In the evaluation of innovation, White suggested in "7 Lessons of Corporate Innovation" that companies should consider innovation factors, experience factors, relationship factors, brand factors, aesthetic factors, flexibility factors, "global citizenship" factors, and model factors. Evaluate the value of creativity. And Shapiro proposes three main ways to evaluate the promotion of innovation: focus on results, pursue ambitious performance, and evaluate the right projects. In order to evaluate the correct project, the company should select and determine the evaluation indicators according to the five aspects of a so-called "performance prism", that is, the satisfaction of stakeholders, strategy, process, capability, contribution of stakeholders, etc. Innovation can bring value to stakeholders.
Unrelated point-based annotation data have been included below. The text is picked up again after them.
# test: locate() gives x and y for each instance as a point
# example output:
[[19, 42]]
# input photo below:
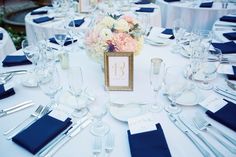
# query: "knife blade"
[[183, 128], [197, 133]]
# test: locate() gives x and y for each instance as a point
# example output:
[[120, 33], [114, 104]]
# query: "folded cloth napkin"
[[39, 12], [77, 23], [206, 5], [143, 2], [171, 0], [15, 60], [226, 48], [149, 144], [230, 36], [232, 77], [40, 133], [67, 42], [1, 36], [146, 10], [225, 115], [228, 18], [168, 32], [43, 19], [5, 93]]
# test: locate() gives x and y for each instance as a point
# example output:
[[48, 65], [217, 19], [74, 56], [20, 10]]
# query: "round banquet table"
[[81, 145], [193, 16], [6, 44], [46, 30]]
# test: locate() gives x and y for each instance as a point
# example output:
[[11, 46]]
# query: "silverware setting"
[[52, 148], [202, 138], [184, 129], [16, 108], [201, 125], [38, 113]]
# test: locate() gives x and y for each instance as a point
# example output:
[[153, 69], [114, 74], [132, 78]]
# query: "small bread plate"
[[124, 112]]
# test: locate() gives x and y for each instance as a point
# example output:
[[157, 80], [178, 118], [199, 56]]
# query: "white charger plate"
[[123, 113]]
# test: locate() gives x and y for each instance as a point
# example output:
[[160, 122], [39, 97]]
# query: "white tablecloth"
[[193, 17], [48, 29], [6, 44], [81, 145]]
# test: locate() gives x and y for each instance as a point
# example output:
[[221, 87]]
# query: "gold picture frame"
[[118, 71]]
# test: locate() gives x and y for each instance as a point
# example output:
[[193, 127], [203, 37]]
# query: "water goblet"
[[49, 82], [157, 72], [175, 85], [209, 66], [32, 53], [75, 82], [99, 110]]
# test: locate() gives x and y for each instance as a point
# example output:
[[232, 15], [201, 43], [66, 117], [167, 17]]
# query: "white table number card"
[[118, 70], [141, 124]]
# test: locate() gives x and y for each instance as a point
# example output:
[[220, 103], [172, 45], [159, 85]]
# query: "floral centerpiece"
[[114, 33]]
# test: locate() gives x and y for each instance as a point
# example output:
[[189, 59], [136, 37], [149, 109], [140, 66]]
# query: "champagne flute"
[[157, 72], [210, 65], [75, 81], [98, 111], [175, 85]]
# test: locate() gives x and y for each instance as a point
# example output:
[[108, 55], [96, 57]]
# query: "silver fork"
[[205, 125], [109, 143], [44, 111], [97, 146], [34, 114]]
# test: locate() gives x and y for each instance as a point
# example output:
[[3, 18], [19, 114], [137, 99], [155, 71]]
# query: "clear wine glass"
[[32, 53], [157, 72], [175, 85], [209, 66], [98, 111], [75, 81], [49, 82]]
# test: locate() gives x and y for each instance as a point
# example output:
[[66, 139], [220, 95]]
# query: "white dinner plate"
[[125, 112], [189, 98]]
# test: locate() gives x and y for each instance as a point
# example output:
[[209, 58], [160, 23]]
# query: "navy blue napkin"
[[77, 23], [172, 0], [39, 12], [43, 19], [206, 5], [67, 42], [40, 133], [230, 35], [149, 144], [15, 60], [5, 93], [226, 48], [1, 36], [143, 2], [232, 77], [228, 18], [225, 115], [168, 31], [146, 10]]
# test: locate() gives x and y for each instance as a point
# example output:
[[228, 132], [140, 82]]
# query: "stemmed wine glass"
[[210, 65], [75, 81], [98, 111], [32, 53], [175, 85], [157, 72], [49, 82]]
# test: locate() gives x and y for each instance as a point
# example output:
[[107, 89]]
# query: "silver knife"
[[197, 133], [16, 109], [224, 94], [226, 25], [14, 71], [68, 138], [183, 128]]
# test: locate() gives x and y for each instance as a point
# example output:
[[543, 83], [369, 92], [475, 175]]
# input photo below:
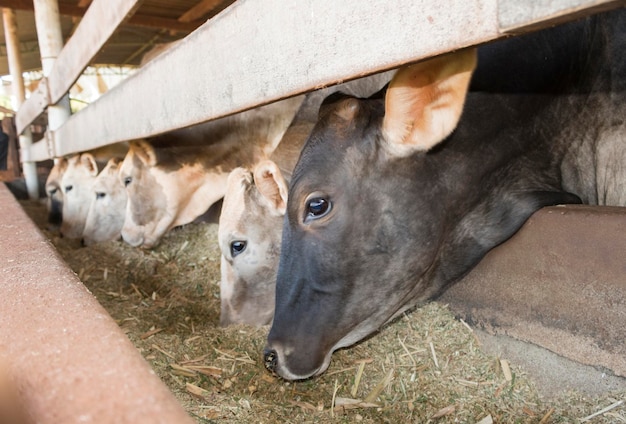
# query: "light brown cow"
[[250, 225], [54, 189], [176, 177]]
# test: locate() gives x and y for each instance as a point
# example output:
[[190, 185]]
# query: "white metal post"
[[15, 68], [50, 37]]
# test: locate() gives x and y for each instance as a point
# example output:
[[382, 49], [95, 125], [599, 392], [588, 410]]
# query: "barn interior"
[[69, 361]]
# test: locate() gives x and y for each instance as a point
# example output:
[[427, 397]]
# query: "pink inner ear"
[[424, 101]]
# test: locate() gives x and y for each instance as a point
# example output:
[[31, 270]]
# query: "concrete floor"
[[552, 298], [62, 358]]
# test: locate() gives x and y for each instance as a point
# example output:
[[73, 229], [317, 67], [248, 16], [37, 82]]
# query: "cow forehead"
[[234, 206]]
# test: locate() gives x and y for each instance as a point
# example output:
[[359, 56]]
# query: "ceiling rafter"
[[174, 25]]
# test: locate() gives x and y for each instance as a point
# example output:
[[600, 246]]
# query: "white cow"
[[54, 189], [107, 208], [250, 225]]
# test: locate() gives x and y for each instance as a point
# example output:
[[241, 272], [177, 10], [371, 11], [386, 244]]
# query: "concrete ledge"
[[559, 283], [62, 356]]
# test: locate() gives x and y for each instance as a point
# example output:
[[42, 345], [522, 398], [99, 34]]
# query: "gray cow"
[[395, 199]]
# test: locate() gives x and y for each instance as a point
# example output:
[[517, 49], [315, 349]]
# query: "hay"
[[427, 366]]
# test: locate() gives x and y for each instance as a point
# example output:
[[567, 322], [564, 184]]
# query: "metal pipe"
[[15, 68]]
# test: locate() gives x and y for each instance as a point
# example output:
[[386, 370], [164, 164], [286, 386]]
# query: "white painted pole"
[[50, 37], [15, 68]]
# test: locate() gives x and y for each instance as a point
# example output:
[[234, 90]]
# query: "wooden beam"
[[221, 70], [200, 10], [95, 28], [136, 20]]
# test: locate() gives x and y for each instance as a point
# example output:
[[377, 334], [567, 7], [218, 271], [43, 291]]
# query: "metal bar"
[[242, 59], [96, 27], [15, 65], [100, 21]]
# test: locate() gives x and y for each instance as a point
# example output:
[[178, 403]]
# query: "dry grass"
[[425, 367]]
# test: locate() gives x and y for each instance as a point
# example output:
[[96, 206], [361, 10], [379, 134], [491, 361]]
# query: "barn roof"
[[153, 22]]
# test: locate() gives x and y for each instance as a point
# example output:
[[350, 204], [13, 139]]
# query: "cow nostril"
[[270, 357]]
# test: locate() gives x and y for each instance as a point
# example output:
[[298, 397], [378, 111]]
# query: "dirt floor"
[[425, 367]]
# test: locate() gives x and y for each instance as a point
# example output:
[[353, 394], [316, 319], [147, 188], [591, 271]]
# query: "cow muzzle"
[[277, 363]]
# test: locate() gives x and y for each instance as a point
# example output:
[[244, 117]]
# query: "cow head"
[[249, 235], [76, 183], [108, 206], [387, 206], [167, 187], [54, 194], [146, 201]]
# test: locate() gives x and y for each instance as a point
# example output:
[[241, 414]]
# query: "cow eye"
[[317, 207], [237, 247]]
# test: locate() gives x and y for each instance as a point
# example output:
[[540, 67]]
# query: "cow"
[[54, 189], [250, 224], [107, 208], [76, 182], [174, 178], [394, 198]]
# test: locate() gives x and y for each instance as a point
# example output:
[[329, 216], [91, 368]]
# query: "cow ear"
[[272, 186], [114, 163], [144, 151], [90, 164], [424, 102]]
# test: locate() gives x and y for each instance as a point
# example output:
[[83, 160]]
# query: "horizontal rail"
[[100, 21], [260, 51]]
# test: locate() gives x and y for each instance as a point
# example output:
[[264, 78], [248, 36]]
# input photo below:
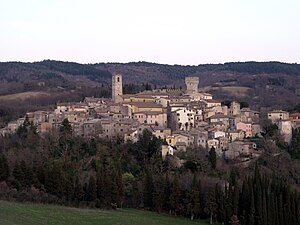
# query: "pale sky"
[[189, 32]]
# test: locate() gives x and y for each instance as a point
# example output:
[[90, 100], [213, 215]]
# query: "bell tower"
[[192, 84], [117, 89]]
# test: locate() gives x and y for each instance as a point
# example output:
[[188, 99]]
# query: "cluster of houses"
[[182, 120]]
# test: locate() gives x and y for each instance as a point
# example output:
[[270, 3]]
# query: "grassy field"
[[12, 213]]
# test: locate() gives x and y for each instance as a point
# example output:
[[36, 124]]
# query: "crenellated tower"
[[117, 88]]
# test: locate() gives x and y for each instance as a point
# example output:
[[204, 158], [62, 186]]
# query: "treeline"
[[61, 169]]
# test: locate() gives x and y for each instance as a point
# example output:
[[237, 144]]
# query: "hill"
[[23, 214], [274, 85]]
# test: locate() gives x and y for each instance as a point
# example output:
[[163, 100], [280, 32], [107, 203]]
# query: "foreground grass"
[[12, 213]]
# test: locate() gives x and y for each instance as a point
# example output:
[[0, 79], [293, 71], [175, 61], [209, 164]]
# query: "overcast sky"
[[189, 32]]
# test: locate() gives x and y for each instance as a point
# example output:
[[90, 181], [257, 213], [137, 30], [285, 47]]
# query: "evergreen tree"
[[167, 192], [92, 189], [175, 196], [148, 190], [210, 204], [213, 158], [78, 191], [194, 199], [4, 168]]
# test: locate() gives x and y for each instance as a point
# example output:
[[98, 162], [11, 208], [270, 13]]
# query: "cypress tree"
[[213, 158], [235, 202], [194, 199], [148, 190], [167, 192], [92, 189], [4, 168], [251, 220], [175, 196]]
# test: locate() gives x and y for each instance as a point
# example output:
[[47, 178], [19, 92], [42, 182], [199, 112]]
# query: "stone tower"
[[117, 89], [191, 85], [235, 108]]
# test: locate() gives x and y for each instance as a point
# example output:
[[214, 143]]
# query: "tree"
[[234, 220], [210, 204], [175, 196], [92, 189], [148, 189], [213, 158], [4, 168]]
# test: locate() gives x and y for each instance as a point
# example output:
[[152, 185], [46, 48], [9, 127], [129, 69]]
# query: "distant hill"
[[268, 84]]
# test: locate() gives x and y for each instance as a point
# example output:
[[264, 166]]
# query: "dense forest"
[[62, 169], [263, 84]]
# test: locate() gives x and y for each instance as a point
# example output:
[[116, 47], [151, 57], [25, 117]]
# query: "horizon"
[[168, 32], [66, 61]]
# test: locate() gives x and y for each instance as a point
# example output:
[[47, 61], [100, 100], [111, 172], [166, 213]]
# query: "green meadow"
[[12, 213]]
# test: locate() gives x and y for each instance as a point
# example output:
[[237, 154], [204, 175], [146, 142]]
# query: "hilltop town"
[[182, 119]]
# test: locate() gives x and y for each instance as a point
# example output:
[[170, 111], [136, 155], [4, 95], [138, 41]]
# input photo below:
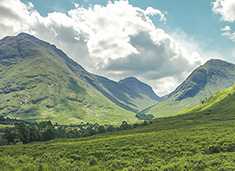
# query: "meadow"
[[183, 142]]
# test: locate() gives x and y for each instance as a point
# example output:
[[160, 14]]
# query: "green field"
[[182, 142]]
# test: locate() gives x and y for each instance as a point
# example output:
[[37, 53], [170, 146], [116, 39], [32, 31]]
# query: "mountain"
[[219, 106], [40, 82], [204, 81]]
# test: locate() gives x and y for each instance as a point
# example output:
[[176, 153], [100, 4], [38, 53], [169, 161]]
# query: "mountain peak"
[[208, 74], [27, 36]]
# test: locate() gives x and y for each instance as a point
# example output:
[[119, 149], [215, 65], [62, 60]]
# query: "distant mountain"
[[39, 81], [220, 106], [207, 79]]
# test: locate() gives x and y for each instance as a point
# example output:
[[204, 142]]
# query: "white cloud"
[[226, 8], [226, 28], [116, 40], [230, 35]]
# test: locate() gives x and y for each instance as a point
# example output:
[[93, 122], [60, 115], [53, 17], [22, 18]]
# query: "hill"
[[184, 142], [40, 82], [204, 81], [219, 106]]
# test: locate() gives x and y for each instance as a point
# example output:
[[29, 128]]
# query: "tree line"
[[23, 132]]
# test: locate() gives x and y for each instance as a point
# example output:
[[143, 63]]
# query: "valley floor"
[[175, 143]]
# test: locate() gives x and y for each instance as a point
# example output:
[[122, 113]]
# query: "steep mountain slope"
[[220, 105], [38, 82], [131, 92], [207, 79]]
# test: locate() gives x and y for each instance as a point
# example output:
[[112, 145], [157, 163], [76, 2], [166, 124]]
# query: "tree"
[[24, 132]]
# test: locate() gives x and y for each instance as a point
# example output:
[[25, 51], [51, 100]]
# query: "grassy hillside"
[[184, 142], [207, 79], [39, 82], [222, 102]]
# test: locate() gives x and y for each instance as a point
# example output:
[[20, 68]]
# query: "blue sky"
[[158, 41], [194, 17]]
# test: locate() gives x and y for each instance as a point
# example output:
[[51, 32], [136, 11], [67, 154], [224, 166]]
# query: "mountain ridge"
[[46, 84], [204, 81]]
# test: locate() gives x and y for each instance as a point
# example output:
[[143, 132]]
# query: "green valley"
[[40, 82], [207, 79]]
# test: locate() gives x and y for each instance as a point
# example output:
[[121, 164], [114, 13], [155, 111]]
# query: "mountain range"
[[40, 82], [204, 81]]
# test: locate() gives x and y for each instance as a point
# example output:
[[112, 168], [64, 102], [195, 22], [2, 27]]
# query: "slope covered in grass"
[[221, 104], [184, 142], [40, 82], [207, 79]]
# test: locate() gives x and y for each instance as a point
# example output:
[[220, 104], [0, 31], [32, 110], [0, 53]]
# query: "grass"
[[184, 142]]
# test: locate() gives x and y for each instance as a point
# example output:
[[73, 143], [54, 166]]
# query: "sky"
[[160, 42]]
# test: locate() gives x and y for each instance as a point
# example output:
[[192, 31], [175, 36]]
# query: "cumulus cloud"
[[230, 35], [226, 28], [116, 40], [226, 8]]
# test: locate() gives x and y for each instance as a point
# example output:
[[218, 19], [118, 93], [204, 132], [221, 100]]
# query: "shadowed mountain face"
[[220, 106], [39, 81], [207, 79], [219, 74]]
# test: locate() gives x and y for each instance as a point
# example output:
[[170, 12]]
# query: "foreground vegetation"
[[182, 142]]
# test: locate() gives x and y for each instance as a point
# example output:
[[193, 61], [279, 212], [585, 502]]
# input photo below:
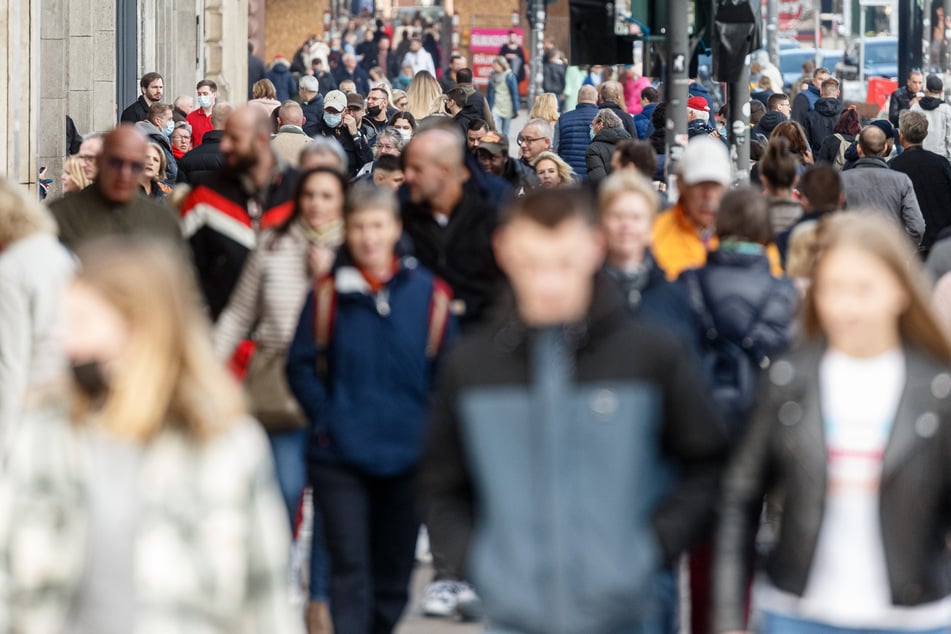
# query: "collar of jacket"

In innovation management books, the ideas and practices of innovation management stand the test of time better than the company examples in them. The innovative companies mentioned in the book can get bogged down in development, and it is not easy for an onlooker to discover the root cause. For example, if Enron's collapse was not seen as a result of corporate governance and moral hazard, the company's innovation was to blame. In fact, the company "through extraordinary creative thinking, developing new business models, new markets, new products, ..., its innovative features are still very meaningful and important, and we can learn from its innovation strategy and advantages. Many things. . . and its great legacy remains: the company has fostered a new and thriving commodity market and competition mechanism, where other companies can continue to compete.” ("7 Lessons of Corporate Innovation" P57)

Therefore, it is actually a risk to pay close attention to the company as a case rather than the ideas and internal connections behind the case. This is also true in many management books. The reason for being criticized. This is the first, and I think, last piece of advice given to readers by the authors of these three innovative books.